Graduate Program

Biological Sciences

Degree Name

Master of Science (MS)

Semester of Degree Completion


Thesis Director

Thomas Canam

Thesis Committee Member

Chang-Hyun Kim

Thesis Committee Member

Antony O. Oluoch


The globalization of society has led to the spread of the vectors, mosquitoes, and diseases. Each year millions of people are killed by diseases vectored by mosquitoes. For example, West Nile Virus alone killed over 2,000 people in North America in 2017; 8 of those deaths being in Illinois. Two prominent vectors of West Nile Virus are Culex pipiens and Culex restuans; which are difficult to differentiate based upon morphological features. In this study, mosquitoes collected from two Illinois counties, Coles County and Champaign County, were first identified based upon morphology and this identification was then compared to probe-based PCR analysis for species identification. Culex mosquitoes were also tested for a point mutation in the voltage-gated sodium channel that has been linked to insecticide resistance. Culex pipiens have tested positive for this point mutation. This study was the first of its kind to be performed on both Culex pipiens and Culex restuans in central Illinois, and showed that PCR identification is the most accurate way to identify the West Nile Virus vectors, Cx. pipiens and Cx. restuans, to the species level.
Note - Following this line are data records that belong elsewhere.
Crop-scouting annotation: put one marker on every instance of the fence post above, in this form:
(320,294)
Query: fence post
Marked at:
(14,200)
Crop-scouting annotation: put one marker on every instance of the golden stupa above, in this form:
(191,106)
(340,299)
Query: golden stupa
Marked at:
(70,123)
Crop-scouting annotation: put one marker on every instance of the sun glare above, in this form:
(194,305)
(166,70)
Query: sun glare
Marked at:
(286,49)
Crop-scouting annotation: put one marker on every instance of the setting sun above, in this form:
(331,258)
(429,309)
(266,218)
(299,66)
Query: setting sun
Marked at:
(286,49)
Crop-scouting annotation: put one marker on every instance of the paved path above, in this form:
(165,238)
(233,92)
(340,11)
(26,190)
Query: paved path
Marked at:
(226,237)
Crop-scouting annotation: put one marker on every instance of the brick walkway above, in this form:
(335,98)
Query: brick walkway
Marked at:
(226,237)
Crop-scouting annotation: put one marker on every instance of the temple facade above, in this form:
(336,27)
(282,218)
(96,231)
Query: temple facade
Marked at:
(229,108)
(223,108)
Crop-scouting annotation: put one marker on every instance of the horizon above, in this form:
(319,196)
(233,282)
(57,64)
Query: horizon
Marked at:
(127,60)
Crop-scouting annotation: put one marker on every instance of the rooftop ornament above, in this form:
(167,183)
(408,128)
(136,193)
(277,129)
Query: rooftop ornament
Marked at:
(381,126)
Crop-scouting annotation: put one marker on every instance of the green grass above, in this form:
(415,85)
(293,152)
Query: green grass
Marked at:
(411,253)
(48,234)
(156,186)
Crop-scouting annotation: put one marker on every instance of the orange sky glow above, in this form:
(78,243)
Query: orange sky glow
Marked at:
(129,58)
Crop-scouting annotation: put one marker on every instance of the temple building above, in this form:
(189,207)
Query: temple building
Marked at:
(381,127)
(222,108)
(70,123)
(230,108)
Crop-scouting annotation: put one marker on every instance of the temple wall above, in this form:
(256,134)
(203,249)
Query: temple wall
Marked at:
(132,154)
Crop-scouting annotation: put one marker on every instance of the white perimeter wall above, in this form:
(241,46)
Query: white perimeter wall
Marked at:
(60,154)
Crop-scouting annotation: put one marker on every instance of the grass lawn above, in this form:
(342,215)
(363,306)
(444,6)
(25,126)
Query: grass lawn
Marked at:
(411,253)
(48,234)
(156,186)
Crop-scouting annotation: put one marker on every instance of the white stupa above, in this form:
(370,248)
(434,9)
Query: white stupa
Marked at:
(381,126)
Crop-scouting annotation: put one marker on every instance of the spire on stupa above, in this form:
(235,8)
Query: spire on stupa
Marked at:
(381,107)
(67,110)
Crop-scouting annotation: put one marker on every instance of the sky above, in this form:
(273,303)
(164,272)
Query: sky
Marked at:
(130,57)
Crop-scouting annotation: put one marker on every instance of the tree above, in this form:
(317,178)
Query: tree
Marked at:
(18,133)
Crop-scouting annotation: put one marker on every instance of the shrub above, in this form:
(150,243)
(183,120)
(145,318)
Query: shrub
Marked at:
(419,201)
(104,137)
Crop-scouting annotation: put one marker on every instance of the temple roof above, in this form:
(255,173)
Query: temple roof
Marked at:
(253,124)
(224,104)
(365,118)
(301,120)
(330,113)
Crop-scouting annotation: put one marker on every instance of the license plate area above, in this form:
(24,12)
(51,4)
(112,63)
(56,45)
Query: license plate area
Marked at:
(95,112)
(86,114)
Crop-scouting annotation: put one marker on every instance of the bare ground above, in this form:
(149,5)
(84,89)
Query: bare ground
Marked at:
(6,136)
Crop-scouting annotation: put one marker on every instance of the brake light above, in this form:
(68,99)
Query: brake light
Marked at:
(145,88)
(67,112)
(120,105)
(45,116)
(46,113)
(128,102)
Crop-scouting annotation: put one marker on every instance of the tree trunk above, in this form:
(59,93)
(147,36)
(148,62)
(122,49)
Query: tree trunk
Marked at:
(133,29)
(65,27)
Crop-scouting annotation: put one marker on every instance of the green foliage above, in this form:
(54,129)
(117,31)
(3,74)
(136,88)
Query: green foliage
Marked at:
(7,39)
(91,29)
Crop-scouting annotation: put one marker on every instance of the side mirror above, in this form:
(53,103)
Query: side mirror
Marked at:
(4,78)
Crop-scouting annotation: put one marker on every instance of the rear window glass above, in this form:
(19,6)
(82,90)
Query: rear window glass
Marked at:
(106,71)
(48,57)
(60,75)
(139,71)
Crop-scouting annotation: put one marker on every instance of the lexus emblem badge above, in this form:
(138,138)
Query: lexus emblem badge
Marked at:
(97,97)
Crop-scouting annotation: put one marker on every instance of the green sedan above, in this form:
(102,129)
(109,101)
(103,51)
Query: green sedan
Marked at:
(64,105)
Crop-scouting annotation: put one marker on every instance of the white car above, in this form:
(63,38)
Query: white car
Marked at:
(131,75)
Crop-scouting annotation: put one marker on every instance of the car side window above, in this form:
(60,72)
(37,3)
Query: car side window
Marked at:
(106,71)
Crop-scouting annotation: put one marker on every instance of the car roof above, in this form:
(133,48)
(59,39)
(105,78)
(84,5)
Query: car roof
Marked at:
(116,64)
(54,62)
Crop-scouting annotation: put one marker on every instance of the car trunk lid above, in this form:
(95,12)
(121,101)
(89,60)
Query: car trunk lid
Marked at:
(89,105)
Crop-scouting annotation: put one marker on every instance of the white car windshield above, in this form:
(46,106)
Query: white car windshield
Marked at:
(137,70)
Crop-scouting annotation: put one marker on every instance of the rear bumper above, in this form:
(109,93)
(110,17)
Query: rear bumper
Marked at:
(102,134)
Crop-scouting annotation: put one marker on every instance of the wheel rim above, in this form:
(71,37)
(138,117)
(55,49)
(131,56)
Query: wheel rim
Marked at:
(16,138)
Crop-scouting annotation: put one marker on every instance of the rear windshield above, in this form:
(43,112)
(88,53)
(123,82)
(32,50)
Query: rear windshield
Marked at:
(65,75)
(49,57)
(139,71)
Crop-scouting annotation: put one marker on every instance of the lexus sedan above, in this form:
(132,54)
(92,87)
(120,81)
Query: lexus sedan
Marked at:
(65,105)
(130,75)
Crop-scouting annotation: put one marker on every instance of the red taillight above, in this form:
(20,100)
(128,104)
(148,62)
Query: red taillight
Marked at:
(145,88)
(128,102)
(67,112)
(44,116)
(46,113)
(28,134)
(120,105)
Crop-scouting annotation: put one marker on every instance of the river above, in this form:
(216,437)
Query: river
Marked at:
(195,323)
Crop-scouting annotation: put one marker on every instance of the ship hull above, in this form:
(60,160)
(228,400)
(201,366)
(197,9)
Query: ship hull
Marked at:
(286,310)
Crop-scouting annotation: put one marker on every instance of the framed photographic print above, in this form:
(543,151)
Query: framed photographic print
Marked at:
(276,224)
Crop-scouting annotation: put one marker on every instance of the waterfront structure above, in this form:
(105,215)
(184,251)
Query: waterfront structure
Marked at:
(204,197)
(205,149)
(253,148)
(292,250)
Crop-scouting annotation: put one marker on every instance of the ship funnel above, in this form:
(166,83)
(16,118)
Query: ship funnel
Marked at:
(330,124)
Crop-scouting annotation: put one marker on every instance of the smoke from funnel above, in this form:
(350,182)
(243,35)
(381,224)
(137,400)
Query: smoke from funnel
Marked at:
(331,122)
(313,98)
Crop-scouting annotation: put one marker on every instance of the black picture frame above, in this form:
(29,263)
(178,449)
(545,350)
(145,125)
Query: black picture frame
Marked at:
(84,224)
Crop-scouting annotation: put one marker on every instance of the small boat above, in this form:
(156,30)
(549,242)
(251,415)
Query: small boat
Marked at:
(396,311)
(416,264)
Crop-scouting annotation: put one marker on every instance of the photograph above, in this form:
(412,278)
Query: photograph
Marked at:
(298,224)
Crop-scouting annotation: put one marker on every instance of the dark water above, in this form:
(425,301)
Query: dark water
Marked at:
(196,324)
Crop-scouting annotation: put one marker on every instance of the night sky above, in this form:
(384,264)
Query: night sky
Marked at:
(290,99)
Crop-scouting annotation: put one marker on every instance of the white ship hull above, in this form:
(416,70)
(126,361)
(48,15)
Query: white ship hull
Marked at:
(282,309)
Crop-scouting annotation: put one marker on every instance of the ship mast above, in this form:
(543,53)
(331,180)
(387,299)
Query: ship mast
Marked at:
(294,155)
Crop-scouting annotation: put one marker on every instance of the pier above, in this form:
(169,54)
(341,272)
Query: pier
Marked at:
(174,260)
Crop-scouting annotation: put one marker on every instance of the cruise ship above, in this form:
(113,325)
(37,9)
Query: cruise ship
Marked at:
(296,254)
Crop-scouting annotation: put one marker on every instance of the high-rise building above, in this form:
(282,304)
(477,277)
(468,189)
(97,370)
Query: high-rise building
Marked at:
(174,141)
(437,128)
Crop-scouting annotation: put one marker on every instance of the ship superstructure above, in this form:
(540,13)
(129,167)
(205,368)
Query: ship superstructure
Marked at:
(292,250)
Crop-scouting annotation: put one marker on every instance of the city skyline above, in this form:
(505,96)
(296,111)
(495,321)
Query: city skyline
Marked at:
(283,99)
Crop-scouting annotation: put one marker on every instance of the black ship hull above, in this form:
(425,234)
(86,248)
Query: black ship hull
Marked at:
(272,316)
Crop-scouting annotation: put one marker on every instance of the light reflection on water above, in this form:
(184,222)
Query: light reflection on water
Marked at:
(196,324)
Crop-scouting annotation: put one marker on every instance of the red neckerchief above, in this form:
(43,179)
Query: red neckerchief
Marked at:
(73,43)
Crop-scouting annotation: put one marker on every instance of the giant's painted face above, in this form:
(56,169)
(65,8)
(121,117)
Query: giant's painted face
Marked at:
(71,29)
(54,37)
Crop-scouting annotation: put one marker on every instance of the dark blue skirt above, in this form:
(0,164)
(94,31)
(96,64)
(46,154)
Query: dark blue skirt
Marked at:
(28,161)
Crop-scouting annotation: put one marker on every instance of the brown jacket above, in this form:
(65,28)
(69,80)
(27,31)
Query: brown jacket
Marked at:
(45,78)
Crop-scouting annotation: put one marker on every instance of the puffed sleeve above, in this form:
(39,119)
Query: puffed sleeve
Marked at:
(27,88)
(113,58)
It also showed that two known point mutations for the voltage-gated sodium channel were found in Culex pipiens populations in both Champaign and Coles Counties, with some individuals perhaps containing a novel point mutation. Future studies should continue to assess mosquito populations in these counties and others in the Midwest at the species level, and monitor the prevalence of insecticide resistance. Collectively, these data can be used to prevent and mitigate mosquito-borne illness, and help guide the use of pesticides to control mosquito populations.